Domowa pomadka do ust z propolisem i woskiem pszczelim
Nie lubię zimna, nie lubię deszczów, zimnego wiatru i pieczącej skóry. O ile dobry tłusty krem wystarczy, aby cera zachowała przyzwoity wygląd, o tyle spierzchnięte usta to zupełnie inna bajka. Parę lat temu trafiłam na propolisową pomadkę do ust firmy GAL i byłam (nadal jestem) zachwycona jej działaniem. Jednak pomyślałam, że skoro dysponuję odpowiednimi surowcami, to nic nie stoi na przeszkodzie, abym sama taki produkt stworzyła. Metodą prób i błędów znalazłam odpowiednie proporcje. Jak przygotować pomadkę do ust bez wazeliny? Oto moja domowa pomadka do ust z propolisem i woskiem pszczelim.
Domowa pomadka do ust – jaka powinna być?
O tym, że powinna dobrze nawilżać i natłuszczać dobrze wiemy. Czy jest jeszcze jakaś cecha? Tak, pomadka powinna regenerować podrażnienia, które zimą pojawiają się przecież często. I tu z pomocą przychodzi propolis, który w tym temacie nie ma sobie równych. Dobrze, jeżeli zapach nie jest zbyt intensywny i pochodzi jedynie z naturalnych składników. Pomadka powinna też być wydajna i łatwa w przygotowaniu. Domowa pomadka do ust z propolisem i woskiem pszczelim.
Składniki domowej pomadki do ust:
- olej kokosowy,
- wosk pszczeli,
- etanolowy ekstrakt z propolisu.
Proporcje
Tu pojawia się problem, ponieważ w zależności od pory roku, proporcje wosku do oleju kokosowego powinny być inne. Za miarkę użyłam słoiczków, w których przechowuję pomadkę (takie, jak słoiczki na ozdoby na paznokcie). Proporcje, które przyjęłam do przygotowania tej pomadki to 2 słoiczki oleju kokosowego na jeden słoiczek wosku. Dodatkowo, na każdy słoiczek przypadają dwie krople ekstraktu z propolisu.

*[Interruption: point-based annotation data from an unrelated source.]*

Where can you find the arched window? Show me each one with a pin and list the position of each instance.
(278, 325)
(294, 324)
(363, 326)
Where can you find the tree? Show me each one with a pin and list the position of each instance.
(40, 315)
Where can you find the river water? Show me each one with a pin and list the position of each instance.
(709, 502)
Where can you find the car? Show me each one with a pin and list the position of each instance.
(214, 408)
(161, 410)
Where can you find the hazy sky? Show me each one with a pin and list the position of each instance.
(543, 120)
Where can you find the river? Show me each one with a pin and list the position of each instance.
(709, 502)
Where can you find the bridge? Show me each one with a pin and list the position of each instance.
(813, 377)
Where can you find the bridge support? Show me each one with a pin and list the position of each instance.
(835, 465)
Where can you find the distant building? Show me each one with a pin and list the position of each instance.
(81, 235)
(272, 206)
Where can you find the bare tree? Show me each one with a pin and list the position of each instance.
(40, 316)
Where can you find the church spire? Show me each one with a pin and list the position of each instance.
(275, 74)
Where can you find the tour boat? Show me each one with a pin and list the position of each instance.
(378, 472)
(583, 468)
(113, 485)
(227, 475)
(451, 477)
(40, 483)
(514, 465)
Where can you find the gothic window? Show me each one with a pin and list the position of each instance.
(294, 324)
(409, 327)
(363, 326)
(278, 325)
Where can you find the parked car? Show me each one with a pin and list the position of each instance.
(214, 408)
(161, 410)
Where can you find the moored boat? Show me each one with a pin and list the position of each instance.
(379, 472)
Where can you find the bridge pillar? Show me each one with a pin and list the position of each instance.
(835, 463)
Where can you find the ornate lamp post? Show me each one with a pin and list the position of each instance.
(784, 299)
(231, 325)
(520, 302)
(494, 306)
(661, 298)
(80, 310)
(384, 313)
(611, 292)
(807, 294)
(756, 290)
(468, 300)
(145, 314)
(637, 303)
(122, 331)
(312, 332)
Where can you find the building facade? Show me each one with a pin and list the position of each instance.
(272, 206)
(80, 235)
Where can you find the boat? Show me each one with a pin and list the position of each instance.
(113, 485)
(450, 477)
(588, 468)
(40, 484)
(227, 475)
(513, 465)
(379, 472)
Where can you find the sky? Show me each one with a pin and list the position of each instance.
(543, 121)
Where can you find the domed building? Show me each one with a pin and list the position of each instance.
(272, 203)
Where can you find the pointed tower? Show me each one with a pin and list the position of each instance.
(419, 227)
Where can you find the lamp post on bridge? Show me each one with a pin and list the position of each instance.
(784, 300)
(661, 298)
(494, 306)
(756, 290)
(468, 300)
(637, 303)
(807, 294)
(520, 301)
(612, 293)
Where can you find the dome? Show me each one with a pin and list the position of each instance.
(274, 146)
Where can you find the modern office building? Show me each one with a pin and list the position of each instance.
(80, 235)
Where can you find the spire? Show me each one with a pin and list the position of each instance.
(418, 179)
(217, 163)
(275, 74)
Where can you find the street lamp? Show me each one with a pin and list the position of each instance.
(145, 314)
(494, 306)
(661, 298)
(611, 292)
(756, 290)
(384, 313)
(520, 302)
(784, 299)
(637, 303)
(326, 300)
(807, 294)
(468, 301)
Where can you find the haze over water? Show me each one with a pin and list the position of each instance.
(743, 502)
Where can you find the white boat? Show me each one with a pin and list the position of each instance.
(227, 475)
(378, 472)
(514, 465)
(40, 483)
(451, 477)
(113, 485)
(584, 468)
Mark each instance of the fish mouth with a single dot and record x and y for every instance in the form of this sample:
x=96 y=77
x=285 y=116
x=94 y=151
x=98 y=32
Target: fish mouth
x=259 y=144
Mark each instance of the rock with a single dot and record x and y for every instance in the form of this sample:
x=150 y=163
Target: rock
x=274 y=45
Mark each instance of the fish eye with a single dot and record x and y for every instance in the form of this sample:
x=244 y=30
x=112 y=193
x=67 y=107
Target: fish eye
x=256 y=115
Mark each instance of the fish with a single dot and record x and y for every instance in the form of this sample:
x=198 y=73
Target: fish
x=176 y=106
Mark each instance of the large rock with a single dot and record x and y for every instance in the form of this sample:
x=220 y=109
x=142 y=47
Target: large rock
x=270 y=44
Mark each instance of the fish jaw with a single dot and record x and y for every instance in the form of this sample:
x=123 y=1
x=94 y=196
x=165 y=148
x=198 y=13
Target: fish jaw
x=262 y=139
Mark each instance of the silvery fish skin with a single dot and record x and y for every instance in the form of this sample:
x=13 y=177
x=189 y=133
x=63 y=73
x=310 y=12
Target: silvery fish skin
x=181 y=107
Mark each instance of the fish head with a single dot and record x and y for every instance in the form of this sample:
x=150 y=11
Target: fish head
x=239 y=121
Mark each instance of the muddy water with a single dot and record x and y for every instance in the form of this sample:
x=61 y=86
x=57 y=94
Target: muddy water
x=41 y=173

Jak przygotować pomadkę do ust?.
- Podgrzewaj wosk i olej kokosowy do czasu całkowitego połączenia się składników. Uważaj, aby mikstura się nie zagotowała!
- Odstaw na kilka minut. Gdy nieco ostygnie, dodaj propolis mieszając energicznie.
- Przelej do słoiczków i gotowe!
Proste, prawda?
Pomadka na zimę może zawierać więcej oleju kokosowego, natomiast na lato, lepiej dodać więcej wosku, dzięki czemu nie rozpuści się podczas upałów. O czym jeszcze musisz pamiętać? No tak, wosk. Powinien być jasnożółty, niekoniecznie całkiem biały. Dlaczego? Ponieważ jasny, niemal całkowicie biały wosk pochodzi z odsklepin i nie był wcześniej używany przez pszczoły. Wosk pochodzący z plastrów już używanych np. do przechowywania pokarmu zawiera już trochę propolisu, którym komórki były pokrywane.